Parafraseando Juvenal Antena, personagem da novela “Duas caras”, êpa, êpa, êpa, muita calma nessa hora. Necessário se faz recuperar a razão antes que a cidade mergulhe em um caos, antes que nos esqueçamos que partilhamos o mesmo espaço e que a insensatez não nos levará a lugar algum. Que a repetição do grande erro da nossa cultura, qual seja, a escolha de um bode expiatório fundacional no qual paire toda a culpa pela harmonia perdida e a sua consequente eliminação, seja ela biológica ou sociológica, só nos trará dor e padecimento.

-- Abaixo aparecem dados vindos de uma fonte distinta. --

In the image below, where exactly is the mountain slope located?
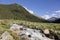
[47,17,60,23]
[0,4,46,22]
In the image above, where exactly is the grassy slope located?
[0,20,60,40]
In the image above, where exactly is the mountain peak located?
[0,3,45,22]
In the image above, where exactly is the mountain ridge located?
[0,4,46,22]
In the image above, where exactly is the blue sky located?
[0,0,60,19]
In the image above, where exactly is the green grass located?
[0,20,60,40]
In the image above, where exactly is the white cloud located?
[55,10,60,13]
[23,6,34,14]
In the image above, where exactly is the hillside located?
[0,4,46,22]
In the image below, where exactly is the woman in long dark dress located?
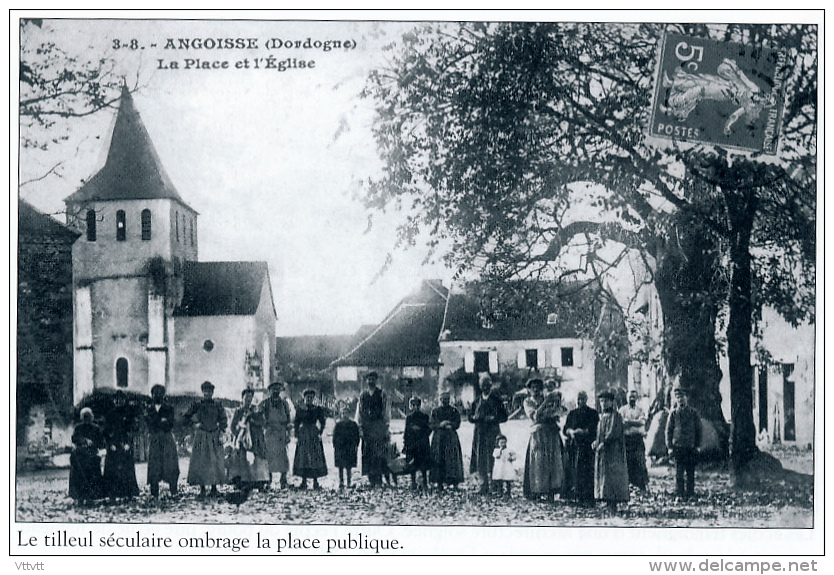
[104,391,139,499]
[469,374,508,495]
[522,379,564,500]
[429,391,463,491]
[592,390,628,511]
[69,407,105,504]
[403,397,431,491]
[145,384,180,497]
[563,391,599,505]
[227,388,270,489]
[292,389,327,489]
[183,381,227,498]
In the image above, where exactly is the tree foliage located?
[18,18,124,150]
[366,23,817,480]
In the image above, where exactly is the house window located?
[142,209,151,241]
[116,357,127,387]
[87,210,96,242]
[116,210,127,242]
[336,365,359,381]
[524,349,539,369]
[475,351,489,373]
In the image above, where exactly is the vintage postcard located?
[9,11,824,572]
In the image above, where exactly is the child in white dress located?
[492,435,516,499]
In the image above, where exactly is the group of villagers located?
[469,375,701,510]
[69,372,700,508]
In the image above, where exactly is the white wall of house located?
[168,315,254,400]
[438,338,595,401]
[720,308,821,446]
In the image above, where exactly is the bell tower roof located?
[64,86,191,205]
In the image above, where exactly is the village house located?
[275,335,355,400]
[331,280,449,411]
[16,200,79,457]
[65,89,276,404]
[439,293,596,404]
[720,307,816,447]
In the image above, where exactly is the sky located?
[20,20,452,335]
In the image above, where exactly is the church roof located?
[331,280,449,367]
[64,87,189,208]
[174,262,274,316]
[17,200,81,243]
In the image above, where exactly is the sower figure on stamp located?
[356,371,390,487]
[469,373,509,495]
[184,381,227,499]
[666,387,701,498]
[145,384,180,497]
[619,389,649,491]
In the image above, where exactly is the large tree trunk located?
[725,190,758,484]
[655,209,729,457]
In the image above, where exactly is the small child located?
[382,441,403,487]
[492,434,516,499]
[333,405,359,489]
[403,397,431,493]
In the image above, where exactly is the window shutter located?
[463,349,475,373]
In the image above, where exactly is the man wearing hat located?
[592,389,628,511]
[564,391,599,505]
[356,371,390,487]
[145,384,180,497]
[263,381,292,489]
[666,386,701,499]
[469,373,509,495]
[620,389,649,491]
[184,381,227,498]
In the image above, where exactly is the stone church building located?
[64,89,276,404]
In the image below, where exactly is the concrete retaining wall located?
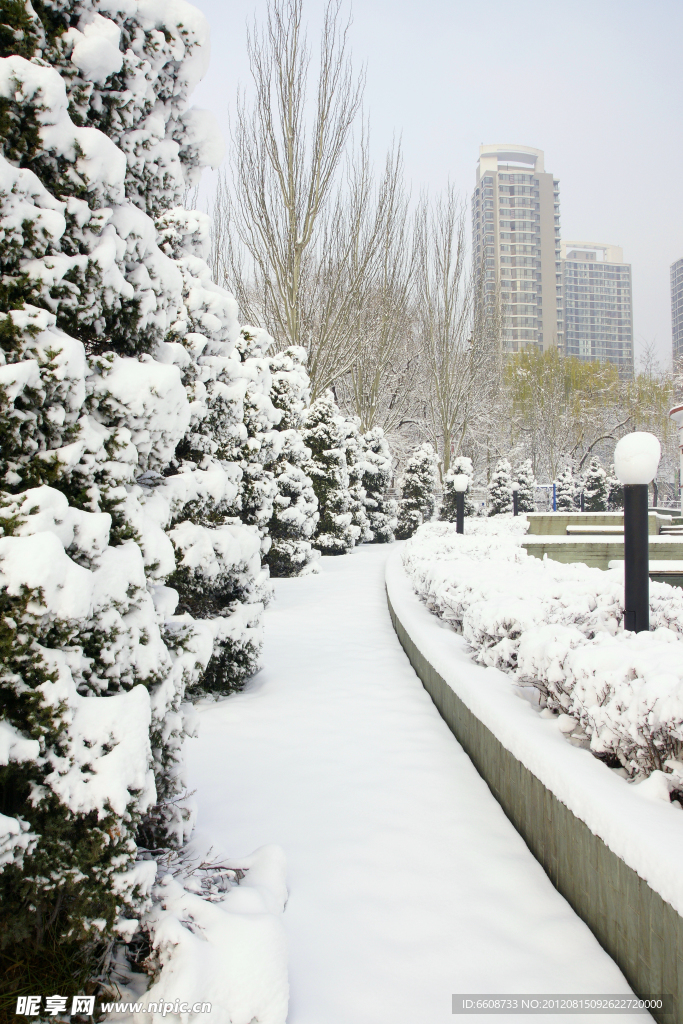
[387,597,683,1024]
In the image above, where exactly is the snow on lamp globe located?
[614,430,661,633]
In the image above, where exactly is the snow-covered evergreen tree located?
[265,347,319,577]
[515,459,536,512]
[0,0,262,966]
[439,455,476,522]
[396,442,438,541]
[488,459,513,515]
[303,391,358,555]
[343,416,373,544]
[362,427,398,544]
[606,463,624,512]
[555,466,575,512]
[584,456,607,512]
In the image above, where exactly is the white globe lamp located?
[614,430,661,633]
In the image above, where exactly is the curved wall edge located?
[387,591,683,1024]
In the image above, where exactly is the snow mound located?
[402,520,683,787]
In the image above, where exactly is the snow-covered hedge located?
[0,0,282,1018]
[403,518,683,792]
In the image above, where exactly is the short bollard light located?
[512,480,519,515]
[453,473,470,534]
[614,430,661,633]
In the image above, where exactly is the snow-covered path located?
[187,546,642,1024]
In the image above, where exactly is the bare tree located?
[338,145,420,436]
[415,185,500,472]
[213,0,417,397]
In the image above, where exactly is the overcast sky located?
[188,0,683,362]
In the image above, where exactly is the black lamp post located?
[453,473,470,534]
[614,430,661,633]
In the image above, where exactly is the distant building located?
[671,259,683,366]
[472,144,563,352]
[561,242,634,376]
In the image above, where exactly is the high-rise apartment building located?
[671,259,683,366]
[472,145,563,352]
[561,242,634,376]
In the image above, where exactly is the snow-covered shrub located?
[584,456,608,512]
[488,459,513,515]
[303,391,358,555]
[396,442,438,541]
[362,427,398,544]
[438,455,476,522]
[343,416,373,544]
[555,466,574,512]
[606,463,624,512]
[403,520,683,790]
[515,459,536,512]
[265,347,319,577]
[0,0,262,966]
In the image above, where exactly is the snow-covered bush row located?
[396,442,438,540]
[0,0,285,1016]
[403,518,683,788]
[303,391,396,555]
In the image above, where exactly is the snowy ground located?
[187,546,643,1024]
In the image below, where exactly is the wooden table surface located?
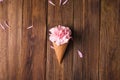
[0,0,120,80]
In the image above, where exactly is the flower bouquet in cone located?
[49,25,71,63]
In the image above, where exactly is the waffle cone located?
[53,43,68,63]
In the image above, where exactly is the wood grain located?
[0,0,120,80]
[99,0,120,80]
[74,0,100,80]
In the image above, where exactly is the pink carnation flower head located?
[49,25,71,46]
[0,0,3,2]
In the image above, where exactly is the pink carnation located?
[49,25,71,45]
[0,0,3,2]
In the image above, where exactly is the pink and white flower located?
[49,25,71,46]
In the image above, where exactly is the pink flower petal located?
[0,0,3,2]
[50,46,54,49]
[48,0,55,6]
[4,21,10,28]
[78,50,83,58]
[62,0,68,5]
[0,23,5,30]
[27,25,33,29]
[59,0,62,5]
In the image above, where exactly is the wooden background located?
[0,0,120,80]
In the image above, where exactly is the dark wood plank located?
[22,0,46,80]
[46,0,73,80]
[73,0,85,80]
[99,0,120,80]
[20,0,32,80]
[6,0,22,80]
[73,0,100,80]
[0,1,8,80]
[32,0,47,80]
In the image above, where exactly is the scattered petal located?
[27,25,33,29]
[4,21,10,28]
[0,0,3,2]
[0,23,5,30]
[49,0,55,6]
[62,0,68,5]
[50,46,54,49]
[78,50,83,58]
[59,0,62,5]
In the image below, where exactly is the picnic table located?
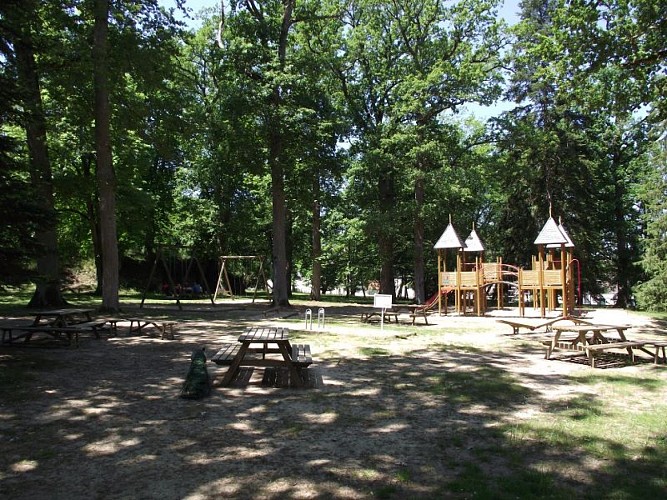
[2,308,106,345]
[392,304,431,325]
[125,318,176,340]
[211,326,312,387]
[544,324,658,368]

Noutras palavras, a construção do consenso sempre errará quando partir do princípio de que a união do todos contra um é o fundamento para a conquista da paz social.

Pelo que vejo, os atores dessa peça ainda não estão todos com os seus papeis definidos, nem o enredo inteiramente escrito. Só uma coisa está a priori definida: o gran finale. E ele cheira a aniquilamento. E o maior erro que a cidade pode cometer é escolher um bode expiatório, seja ele Sérgio Dani ou a RPM/Kinross, para descarregar nesse bode todo o seu ódio, ganância ou temor.